Wednesday, February 12, 2014

Wonderous Word Wednesday 2

Wondrous Words Wednesday is a weekly meme hosted by Kathy at the Bermuda Onion where you can share new words that you’ve encountered or spotlight words you love. Feel free to get creative!

Most people already probably know what these words mean, but since I just finished reading Etiquette and Espionage, and they are fun words, I thought I would share a couple of them  ...

noun \prt-ˈman-(ˌ)tō\
1. : a large trunk or suitcase, typically made of stiff leather and opening into two equal parts.
plural port·man·teaus or port·man·teaux

2:  a word or morpheme whose form and meaning are derived from a blending of two or more distinct forms (as smog from smoke and fog

Replicas of 18th century portmanteau
From Pepe's Possibles

mid 16th century: from French portemanteau, from porter 'carry' + manteau 'mantle'.

This word has turned out to be more complicated than I realized.  There appear to be two rather different "traditional" portmanteau styles - one a fully or partially rounded shape with a top that flips up, sort of like a trunk (see the example to the left).

The other style is more what I had in mind when I was picturing a portmanteau ... something like a leather carpetbag.

Ox leather Gladstone bag from Wikipedia

One specific variation is a Gladstone bag which is described on Wikipedia as "a small portmanteau suitcase built over a rigid frame which could separate into two equal sections...They are typically made of stiff leather and often belted with lanyards.

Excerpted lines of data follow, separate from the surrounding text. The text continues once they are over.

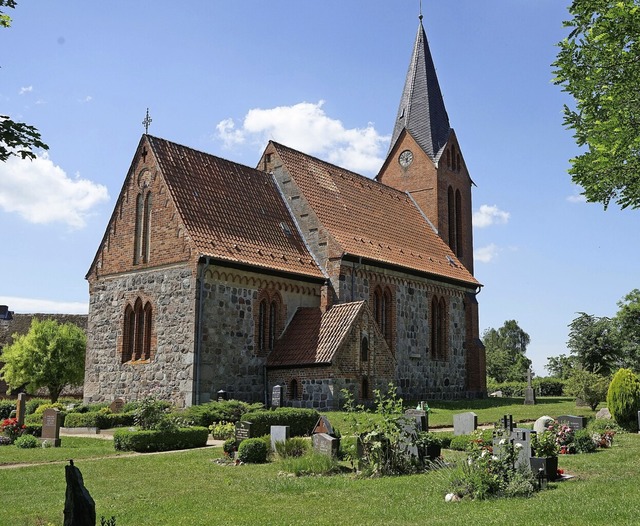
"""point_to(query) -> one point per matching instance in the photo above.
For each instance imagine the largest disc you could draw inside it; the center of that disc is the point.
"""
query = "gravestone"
(277, 395)
(323, 426)
(20, 408)
(506, 423)
(523, 437)
(420, 417)
(529, 392)
(574, 422)
(79, 506)
(465, 423)
(243, 430)
(325, 444)
(51, 420)
(117, 405)
(542, 424)
(279, 434)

The bags are named after William Ewart Gladstone (1809–1898), the four-time Prime Minister of the United Kingdom."

This is a beautiful 18th portmanteau
from River Ridge Leather Co.

So - I am not quite sure what picture to have in mind for the story. This will take more research then I have time for now.

I wanted to share this modern recreation of a portmanteau as well. 

 noun  \ˈstā\
1:  one that serves as a prop :  support
2:  a thin firm strip (as of plastic) used for stiffening a garment or part (as a shirt collar)
3:  a corset stiffened with bones —usually used in plural 

Etiquette and Espionage refers to someone walking around (in their dorm area, so not quite as scandalous as it sounds though still a bit naughty,) in nothing but their petticoats and stays. 

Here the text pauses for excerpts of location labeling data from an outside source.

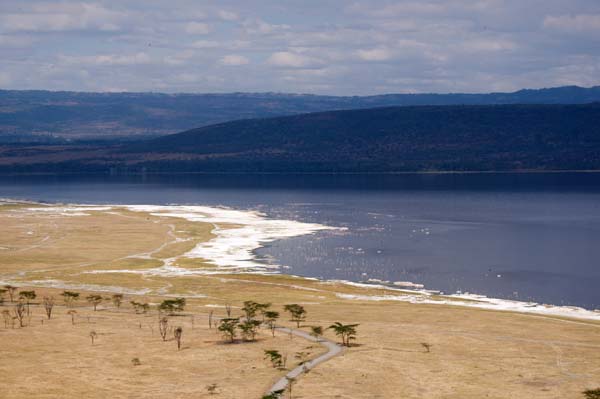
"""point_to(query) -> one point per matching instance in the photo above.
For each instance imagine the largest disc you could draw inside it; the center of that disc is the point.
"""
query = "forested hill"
(45, 116)
(392, 139)
(506, 137)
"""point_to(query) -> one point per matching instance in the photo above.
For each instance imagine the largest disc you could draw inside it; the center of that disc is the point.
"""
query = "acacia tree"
(117, 299)
(48, 305)
(7, 318)
(263, 308)
(249, 329)
(270, 319)
(27, 296)
(316, 331)
(170, 306)
(228, 328)
(70, 297)
(19, 312)
(94, 299)
(11, 291)
(163, 327)
(177, 333)
(72, 313)
(274, 395)
(297, 312)
(346, 331)
(140, 307)
(275, 358)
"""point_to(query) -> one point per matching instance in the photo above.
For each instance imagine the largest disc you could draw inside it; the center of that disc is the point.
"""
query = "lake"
(530, 237)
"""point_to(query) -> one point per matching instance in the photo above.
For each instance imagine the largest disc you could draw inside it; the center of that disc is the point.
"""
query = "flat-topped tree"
(250, 309)
(95, 300)
(270, 319)
(11, 291)
(177, 333)
(48, 305)
(249, 329)
(228, 328)
(345, 331)
(19, 313)
(171, 306)
(163, 327)
(297, 312)
(70, 297)
(27, 296)
(117, 300)
(263, 308)
(140, 307)
(316, 331)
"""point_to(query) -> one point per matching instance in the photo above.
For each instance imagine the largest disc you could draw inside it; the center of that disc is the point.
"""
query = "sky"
(309, 46)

This is a lovely introduction to the terminology

According to this site: "Stays: Another term for "boning". Also the old fashioned name for a corset. Generally, corsets up to the mid 19th century are know as "stays" although the term was and is still used to describe corsets in general. Stays prior to 1800 were conical in shape, extremely stiff and heavily boned. Stays of the first half of the 19th century were soft and high waisted."

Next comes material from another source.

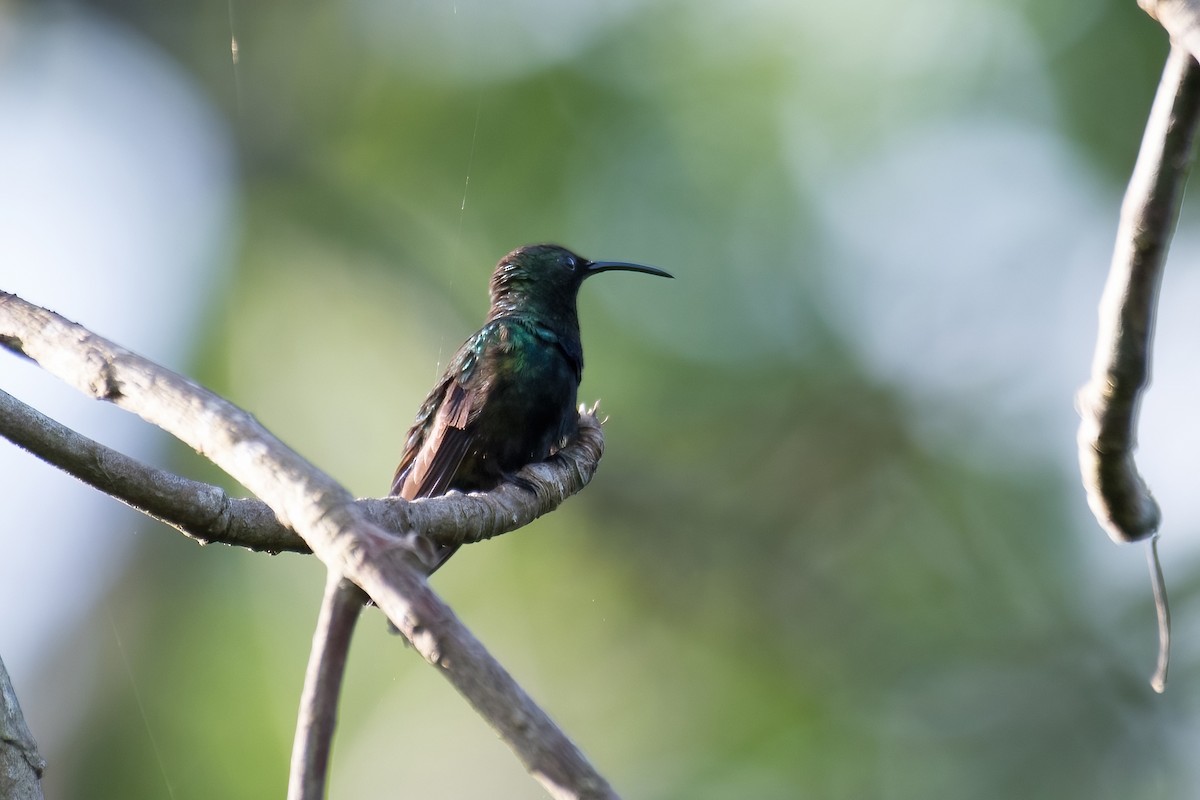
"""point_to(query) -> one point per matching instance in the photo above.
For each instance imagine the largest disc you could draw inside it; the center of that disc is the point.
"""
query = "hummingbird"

Undergarments - first comes the shift (or smock),
then the stays and the petticoats
Source: American Duchess

Once the proper foundation garments are in place, a lady can get dressed! 


  1. I thought a portmanteau was like a carpetbag as well. Great words today!

  2. I knew stay, but not portmanteau.

  3. I've used portmanteau as a WWW word myself! Great coverage of its origin. And thanks also for the history/ fashion lesson. I'm once again very grateful that I live in the 21st century and do not have to wear stays!

    1. Me too! I wore a Victorian corset when I was in a play and I learned that a) I could not take a deep enough breath to sing (another cast member had to sneak over behind me and loosen some strings - it was the end of the act so I could get away with it) and b) I never would have made it as a Victorian lady - I would have run mad.

  4. Two interesting words and the history behind them.

  5. I knew all of these words, because I'm an obsessive Anglophile and historical fiction reader. "Portmanteau" has long been one of my all-time favorite English words, so I was so happy to see an old friend! In the film version of Harry Potter and the Prisoner of Azkaban, one of Professor Lupin's largest pieces of luggage is technically a portmanteau. And I don't know if your sources mentioned it, but in Britain, the Gladstone Bag was at one time almost universally used by doctors on their housecalls.

    1. Hum - that makes sense. I pretty much always picture Watson with a Gladstone now that you mention it.

  6. Portmanteau is a new word for me, though I do have an old suitcase that belonged to my grandmother that opened into two equal part. We never called it anything except a suitcase. But I am old enough to remember girdles with stays. I have never worn a corset or a bustier, but I am sure I would not like it!. LOL

    1. Definitely no fun. And to think people complain about underwire bras. They have no idea!